A mock Passover sacrifice in Jerusalem's Old City, April 2019.Credit: Emil Salman
Nir Hasson
Nir Hasson

Two journalists were detained for five and a half hours overnight Wednesday and their equipment was temporarily confiscated after they documented Temple Mount activists trying to smuggle goat kids into Jerusalem's Old City.

Haaretz's Hagar Shezaf and the Walla website's Yotam Ronen are making an independent film on Temple Mount activists and were accompanying two of them trying to smuggle the goats in the trunk of their car.

Each year, activists try to reach the Temple Mount to conduct the Passover sacrifice. In most cases, they are arrested by the police awaiting them.

>> The Temple Mount, through the lens of time

The vehicle carrying the journalists and activists was stopped at the Old City's Jaffa Gate. Although Shezaf and Ronen presented government-issued journalist IDs, they were taken to a police station. Their cameras were confiscated, including the memory cards, before being returned. The two activists were arrested.

A police officer "even took Yotam's memory cards that were on his key chain and have nothing to do with what we filmed, and asked if he was hiding more cards," Shezaf said. The two were held separately all night and were released at 6:30 A.M. without being questioned.

The police said in response: "As part of the Israel Police's increased operational activity and assessments in Jerusalem ahead of the holiday, four suspects were detained with goat kids and were suspected of heading to the Temple Mount to carry out a provocation and disturb the public order."

The police said the two Temple Mount activists were questioned on suspicion of animal abuse and breach of the peace.
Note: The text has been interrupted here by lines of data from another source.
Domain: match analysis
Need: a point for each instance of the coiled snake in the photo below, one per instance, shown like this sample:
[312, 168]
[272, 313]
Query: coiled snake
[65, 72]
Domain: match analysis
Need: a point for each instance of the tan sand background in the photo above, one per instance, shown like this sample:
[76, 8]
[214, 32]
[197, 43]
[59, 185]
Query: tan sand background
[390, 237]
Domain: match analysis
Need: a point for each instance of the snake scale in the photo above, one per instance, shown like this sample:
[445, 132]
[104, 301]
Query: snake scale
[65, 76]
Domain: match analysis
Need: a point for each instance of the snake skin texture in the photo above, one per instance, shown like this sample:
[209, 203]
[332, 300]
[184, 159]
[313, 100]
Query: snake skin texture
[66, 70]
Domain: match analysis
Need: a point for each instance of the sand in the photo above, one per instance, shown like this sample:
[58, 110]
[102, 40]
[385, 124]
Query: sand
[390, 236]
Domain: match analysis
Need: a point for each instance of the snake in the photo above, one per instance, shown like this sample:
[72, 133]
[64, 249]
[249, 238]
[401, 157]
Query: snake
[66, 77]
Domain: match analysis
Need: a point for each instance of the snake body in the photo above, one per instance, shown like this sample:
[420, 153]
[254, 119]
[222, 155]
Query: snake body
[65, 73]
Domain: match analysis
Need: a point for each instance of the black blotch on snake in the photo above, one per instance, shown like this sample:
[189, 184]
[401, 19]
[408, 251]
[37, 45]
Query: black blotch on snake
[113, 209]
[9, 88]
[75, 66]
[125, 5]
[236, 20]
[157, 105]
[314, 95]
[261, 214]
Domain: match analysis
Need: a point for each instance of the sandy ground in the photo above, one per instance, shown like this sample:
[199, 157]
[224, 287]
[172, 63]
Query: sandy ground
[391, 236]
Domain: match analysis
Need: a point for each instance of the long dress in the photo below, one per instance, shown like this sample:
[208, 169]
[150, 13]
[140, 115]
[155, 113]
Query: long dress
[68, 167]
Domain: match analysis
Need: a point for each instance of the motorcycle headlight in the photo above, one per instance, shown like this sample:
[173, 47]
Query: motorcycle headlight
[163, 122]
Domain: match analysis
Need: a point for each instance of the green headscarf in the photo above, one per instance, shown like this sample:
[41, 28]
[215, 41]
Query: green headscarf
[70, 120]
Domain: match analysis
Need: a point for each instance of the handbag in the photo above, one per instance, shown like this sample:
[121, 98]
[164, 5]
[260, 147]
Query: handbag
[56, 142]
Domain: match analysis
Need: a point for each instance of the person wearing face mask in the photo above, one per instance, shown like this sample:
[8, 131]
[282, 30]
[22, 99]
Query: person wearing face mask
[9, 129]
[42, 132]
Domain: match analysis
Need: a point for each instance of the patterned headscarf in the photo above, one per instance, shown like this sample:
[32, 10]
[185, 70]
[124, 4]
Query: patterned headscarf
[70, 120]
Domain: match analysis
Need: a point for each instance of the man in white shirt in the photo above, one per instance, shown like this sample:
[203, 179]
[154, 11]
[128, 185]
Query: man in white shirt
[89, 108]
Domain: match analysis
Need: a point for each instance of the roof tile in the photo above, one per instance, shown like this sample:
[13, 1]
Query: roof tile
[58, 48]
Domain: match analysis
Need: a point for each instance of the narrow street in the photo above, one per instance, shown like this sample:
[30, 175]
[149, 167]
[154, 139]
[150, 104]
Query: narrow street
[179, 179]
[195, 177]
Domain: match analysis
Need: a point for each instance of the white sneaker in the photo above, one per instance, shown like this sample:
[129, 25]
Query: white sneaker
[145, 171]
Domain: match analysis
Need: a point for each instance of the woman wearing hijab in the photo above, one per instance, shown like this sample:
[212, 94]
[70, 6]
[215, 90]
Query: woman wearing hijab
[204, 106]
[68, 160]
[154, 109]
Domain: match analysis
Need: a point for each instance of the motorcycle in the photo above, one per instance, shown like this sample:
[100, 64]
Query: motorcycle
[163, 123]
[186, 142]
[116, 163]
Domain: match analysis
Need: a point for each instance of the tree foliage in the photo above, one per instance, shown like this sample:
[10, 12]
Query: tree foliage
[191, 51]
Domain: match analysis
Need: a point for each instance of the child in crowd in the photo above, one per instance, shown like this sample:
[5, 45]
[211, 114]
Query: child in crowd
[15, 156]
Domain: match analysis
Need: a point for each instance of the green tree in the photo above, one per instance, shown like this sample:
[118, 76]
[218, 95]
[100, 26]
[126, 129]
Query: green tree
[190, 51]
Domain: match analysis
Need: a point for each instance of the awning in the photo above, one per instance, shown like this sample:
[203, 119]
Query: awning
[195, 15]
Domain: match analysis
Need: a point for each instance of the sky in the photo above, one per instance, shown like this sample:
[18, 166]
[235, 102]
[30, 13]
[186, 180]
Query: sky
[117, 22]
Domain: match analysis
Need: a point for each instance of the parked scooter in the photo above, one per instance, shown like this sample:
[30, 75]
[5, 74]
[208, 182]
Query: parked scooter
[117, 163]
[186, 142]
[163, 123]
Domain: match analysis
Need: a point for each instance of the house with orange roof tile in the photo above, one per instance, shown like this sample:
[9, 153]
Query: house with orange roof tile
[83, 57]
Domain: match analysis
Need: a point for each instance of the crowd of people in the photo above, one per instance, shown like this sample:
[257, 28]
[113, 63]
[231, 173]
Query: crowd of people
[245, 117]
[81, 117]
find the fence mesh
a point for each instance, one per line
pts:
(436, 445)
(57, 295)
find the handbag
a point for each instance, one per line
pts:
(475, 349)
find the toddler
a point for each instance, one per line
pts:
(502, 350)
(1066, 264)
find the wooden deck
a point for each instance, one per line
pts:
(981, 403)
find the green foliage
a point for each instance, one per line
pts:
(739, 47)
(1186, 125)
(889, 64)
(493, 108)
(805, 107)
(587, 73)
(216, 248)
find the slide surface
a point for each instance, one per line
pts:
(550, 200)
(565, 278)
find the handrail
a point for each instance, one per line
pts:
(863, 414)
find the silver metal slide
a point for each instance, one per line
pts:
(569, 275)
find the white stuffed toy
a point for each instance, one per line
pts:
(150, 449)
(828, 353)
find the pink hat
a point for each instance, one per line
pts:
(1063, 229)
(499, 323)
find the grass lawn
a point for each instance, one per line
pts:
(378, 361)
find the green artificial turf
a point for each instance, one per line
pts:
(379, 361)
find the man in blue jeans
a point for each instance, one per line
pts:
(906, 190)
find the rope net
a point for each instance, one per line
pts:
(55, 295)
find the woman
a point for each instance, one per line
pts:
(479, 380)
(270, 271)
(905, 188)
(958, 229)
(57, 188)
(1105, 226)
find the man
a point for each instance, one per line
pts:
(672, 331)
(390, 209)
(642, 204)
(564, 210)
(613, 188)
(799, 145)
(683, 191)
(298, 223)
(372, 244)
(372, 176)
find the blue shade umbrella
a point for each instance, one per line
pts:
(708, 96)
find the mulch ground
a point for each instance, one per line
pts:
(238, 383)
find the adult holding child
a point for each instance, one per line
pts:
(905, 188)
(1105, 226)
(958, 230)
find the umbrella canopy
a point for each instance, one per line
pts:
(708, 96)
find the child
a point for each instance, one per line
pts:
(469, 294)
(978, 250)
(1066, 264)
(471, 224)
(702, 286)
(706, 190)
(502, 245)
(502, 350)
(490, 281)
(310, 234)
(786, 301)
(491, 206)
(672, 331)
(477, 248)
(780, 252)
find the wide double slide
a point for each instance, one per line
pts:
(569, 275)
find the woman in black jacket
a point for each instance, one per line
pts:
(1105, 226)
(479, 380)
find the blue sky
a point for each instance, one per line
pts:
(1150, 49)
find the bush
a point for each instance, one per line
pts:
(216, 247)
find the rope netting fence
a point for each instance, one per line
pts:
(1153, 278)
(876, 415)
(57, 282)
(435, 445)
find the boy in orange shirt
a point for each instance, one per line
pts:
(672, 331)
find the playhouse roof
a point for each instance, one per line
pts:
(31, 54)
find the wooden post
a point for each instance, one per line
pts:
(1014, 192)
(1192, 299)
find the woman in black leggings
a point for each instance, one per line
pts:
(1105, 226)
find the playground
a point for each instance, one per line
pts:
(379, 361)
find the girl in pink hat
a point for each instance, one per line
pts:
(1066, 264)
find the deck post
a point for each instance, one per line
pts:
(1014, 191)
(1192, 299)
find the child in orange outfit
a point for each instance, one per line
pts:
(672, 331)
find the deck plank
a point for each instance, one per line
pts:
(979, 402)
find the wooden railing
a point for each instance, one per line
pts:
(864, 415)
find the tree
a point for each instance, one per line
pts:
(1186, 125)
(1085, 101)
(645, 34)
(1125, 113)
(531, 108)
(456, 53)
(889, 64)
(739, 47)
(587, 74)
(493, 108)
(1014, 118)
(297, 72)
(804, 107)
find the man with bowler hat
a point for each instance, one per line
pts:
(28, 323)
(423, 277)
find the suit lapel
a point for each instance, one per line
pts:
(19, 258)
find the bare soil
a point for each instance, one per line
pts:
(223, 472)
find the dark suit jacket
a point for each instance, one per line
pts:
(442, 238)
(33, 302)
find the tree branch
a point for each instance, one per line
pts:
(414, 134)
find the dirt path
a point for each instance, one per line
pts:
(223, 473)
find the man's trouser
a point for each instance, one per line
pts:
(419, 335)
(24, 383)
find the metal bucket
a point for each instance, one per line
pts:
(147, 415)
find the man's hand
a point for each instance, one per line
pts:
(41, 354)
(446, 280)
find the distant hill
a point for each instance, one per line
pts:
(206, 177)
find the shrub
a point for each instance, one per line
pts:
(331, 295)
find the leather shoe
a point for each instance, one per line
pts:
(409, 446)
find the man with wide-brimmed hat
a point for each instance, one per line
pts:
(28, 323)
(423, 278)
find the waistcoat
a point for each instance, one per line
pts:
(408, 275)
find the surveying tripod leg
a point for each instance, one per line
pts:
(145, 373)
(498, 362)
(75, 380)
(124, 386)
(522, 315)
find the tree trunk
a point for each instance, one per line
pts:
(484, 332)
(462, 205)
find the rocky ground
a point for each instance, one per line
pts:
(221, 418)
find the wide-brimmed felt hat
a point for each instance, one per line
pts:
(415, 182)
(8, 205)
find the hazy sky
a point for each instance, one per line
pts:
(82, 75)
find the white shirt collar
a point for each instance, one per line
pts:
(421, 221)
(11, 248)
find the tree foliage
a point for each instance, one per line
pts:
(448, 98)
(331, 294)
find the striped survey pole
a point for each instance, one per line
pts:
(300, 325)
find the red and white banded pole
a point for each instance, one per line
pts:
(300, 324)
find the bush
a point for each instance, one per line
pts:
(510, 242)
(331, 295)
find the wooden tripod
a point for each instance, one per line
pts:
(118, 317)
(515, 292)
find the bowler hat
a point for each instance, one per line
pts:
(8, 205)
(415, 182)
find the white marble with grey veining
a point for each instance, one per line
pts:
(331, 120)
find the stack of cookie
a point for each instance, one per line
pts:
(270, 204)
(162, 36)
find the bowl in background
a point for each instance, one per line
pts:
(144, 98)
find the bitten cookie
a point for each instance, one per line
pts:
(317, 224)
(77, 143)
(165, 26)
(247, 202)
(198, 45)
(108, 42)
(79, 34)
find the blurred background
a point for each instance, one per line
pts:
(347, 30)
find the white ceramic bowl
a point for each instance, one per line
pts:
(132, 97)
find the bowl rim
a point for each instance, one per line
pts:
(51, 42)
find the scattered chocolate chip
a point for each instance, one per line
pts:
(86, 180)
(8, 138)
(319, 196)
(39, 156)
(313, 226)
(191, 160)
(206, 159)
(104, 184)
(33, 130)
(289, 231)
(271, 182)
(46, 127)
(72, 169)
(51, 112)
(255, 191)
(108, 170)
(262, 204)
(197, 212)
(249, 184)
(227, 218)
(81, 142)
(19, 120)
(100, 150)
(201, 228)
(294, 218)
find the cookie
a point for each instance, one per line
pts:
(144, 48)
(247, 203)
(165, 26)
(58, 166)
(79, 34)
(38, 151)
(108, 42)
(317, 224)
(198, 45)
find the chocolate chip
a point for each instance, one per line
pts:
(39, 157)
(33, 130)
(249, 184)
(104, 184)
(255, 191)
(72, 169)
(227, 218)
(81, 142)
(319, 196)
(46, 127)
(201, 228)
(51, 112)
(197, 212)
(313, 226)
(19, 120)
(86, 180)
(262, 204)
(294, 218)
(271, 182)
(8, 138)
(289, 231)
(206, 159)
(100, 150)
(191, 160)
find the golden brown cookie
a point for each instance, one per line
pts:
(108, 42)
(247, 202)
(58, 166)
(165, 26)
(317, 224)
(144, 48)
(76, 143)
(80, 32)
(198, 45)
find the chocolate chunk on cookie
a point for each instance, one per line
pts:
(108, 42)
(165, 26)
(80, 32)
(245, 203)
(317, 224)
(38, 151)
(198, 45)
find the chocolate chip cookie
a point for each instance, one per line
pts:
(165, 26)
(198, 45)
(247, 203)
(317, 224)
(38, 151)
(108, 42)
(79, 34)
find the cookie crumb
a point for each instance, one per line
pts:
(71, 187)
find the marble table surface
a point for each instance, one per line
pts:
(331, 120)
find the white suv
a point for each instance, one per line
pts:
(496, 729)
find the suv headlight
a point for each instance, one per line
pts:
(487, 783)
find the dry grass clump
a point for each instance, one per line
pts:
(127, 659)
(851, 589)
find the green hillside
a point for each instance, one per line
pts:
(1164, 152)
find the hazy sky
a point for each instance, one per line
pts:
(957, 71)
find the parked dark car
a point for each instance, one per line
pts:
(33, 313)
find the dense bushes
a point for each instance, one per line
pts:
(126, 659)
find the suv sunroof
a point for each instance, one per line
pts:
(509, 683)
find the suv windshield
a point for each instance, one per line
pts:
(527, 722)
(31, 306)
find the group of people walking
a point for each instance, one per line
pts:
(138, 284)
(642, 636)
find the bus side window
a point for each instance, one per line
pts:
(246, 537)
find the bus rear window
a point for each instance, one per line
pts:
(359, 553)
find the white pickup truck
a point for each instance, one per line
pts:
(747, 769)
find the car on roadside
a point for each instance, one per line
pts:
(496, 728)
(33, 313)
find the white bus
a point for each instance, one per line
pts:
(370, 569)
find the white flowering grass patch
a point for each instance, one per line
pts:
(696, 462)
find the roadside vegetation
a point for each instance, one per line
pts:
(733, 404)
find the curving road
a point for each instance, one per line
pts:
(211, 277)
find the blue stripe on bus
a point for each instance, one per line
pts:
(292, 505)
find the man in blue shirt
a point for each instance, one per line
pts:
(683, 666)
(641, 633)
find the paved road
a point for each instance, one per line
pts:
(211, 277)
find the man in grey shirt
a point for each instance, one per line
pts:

The two journalists were released but will be called in for questioning.

Haaretz Editor-in-Chief Aluf Benn sent a letter Thursday to acting police chief Motti Cohen saying that the confiscation of the reporters' equipment "gravely damages their journalistic privilege."

"The police know well the rules of conduct with journalists holding press cards issued by the Government Press Office, and are required to adhere to them," Benn wrote. "You are hereby requested to immediately return the equipment in your possession, and until then ensure that it is not used in any way."

If the police seek to use any journalistic material – filmed, recorded or written down – "they must provide a court order to seize it and examine it," Benn wrote.

The Union of Journalists in Israel said it "emphatically condemned" the detentions and confiscations. "There is no place in a democratic country for the detention or arrest of journalists doing their work in the name of the public," the union said, adding that the confiscation seriously breached freedom of the press.

In its own statement, the Israel Press Council called the police's move "a severe violation of the freedom of the press. Confiscating a memory card ... as 'evidence' is a direct, intentional violation of journalistic confidentiality."

According to a police spokeswoman, the memory cards would be returned to Shezaf and Ronen "without the police trying to examine their contents."

Raphael Morris, the chairman of the Return to the Mount movement, said of the incident: "The Israel Police are continuing their usual policy of weakness when they devote themselves to eradicating the Jewish demand to offer the Passover sacrifice while they let Muslims continue to demand the murder of Jews at the Temple Mount and open the Gate of Mercy just to avoid drawing their wrath."